Мы обошли квартиру. Я провела рукой по подоконнику — чисто. Заглянула в ванную — люк закрыт плотно. В комнате на спинке стула висела моя кофта — я забрала ее. Мы расписались. Она сунула мне конверт — деньги. Я пересчитала ровно, отметила сумму в акте.
— Удачи, — сказала она, опуская очки. — Если что, не пропадай.
— Если что — по договору, — ответила я.
Она дернула плечом, и на секунду мне стало грустно: у нас была общая юность, где мы воровали у бабушки пастилу и делились секретами про одноклассников. Но юность не имеет права прописки в взрослой жизни — не если приходит в твою квартиру в полотенце.
Я закрыла за собой дверь и вдохнула в коридоре. Соседка слева — тетя Лида — выглянула:
— Вы съезжаете?
— Да.
— И правильно, — сказала она тихо. — У нас так нельзя. Дом — это дом.
— Да, — кивнула я. — Дом — это дом.
В новой квартире вечером я впервые включила трамвайные огни вместо ночника. Валерия Павловна оставила на столе записку: «Хлеб — в полотняном мешке. Воду выключать не надо, у нас кран добрый». Я улыбнулась, положила телефон экраном вниз и позволила тишине вернуться.
Мне писали две подруги: «Ты куда пропала?» Я коротко ответила: «Переезжаю». Они прислали смайлики грузовичков и сердечки. Света не писала. И это было правильно. Наше молчание тоже стало частью договора.

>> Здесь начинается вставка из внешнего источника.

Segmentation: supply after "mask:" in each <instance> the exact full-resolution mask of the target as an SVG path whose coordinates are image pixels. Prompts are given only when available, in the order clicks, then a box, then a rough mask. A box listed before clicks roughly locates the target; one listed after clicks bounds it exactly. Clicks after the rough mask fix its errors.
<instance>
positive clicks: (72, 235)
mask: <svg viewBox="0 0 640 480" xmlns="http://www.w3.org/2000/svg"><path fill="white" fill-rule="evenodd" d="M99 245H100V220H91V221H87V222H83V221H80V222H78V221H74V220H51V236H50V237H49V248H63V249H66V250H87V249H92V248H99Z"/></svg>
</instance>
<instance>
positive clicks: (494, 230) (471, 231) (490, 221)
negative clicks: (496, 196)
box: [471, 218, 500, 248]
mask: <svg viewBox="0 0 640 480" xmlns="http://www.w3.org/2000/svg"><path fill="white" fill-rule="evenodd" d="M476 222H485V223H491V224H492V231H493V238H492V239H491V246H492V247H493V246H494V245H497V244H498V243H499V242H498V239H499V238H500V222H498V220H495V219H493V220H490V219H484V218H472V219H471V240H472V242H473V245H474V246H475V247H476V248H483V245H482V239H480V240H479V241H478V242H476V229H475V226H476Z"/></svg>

На четвертый день я пошла в театр. Сцена была маленькой, актеры — какие-то почти знакомые, как соседи в трамвае.
В финале герой произносил: «Дом — это место, где никто не входит без стука». Зал смеялся, и только я держала ладони на коленях так крепко, что от белых луночек на ногтях стало больно. Потом отпустило.
По дороге домой я купила новые тапочки — те, что заносят внутрь, а не оставляют у двери. И новую щетку для волос — за то, что старая сумела пережить то, что не обязана была переживать. В кухне поставила чайник, а рядом — чашку с трещиной.
И вдруг впервые за долгие месяцы поняла, что одиночество у меня отныне не наказание, а выбор. Как договор, который я подписала с собой: мои вещи — мои, моя дверь — моя, моя жизнь — моя. И в ней есть гости. Но только те, кто умеет звонить перед тем, как войти.
Телефон мягко булькнул: смс от незнакомого номера. «Это Валерия Павловна. Забыла сказать: у нас в субботу мастер придет смеситель поменять, он тихий, как мышь. Вы будете дома? Если неудобно — перенесем на понедельник».
Я улыбнулась и написала: «В субботу удобно. Спасибо, что предупредили».
Поставила телефон на беззвучный, наложила на хлеб масло, услышала, как во дворе затихает трамвай, и подумала, что из всех прописей мира самая важная — не в паспорте.
Самая важная — в собственной голове: «Здесь живу я». И это значит — со мной считаются. Даже если у кого-то когда-то были ключи. Даже если они очень любят мои фен и порошок.
— Добро пожаловать домой, — сказала я вслух. И в ответ тишина согласилась.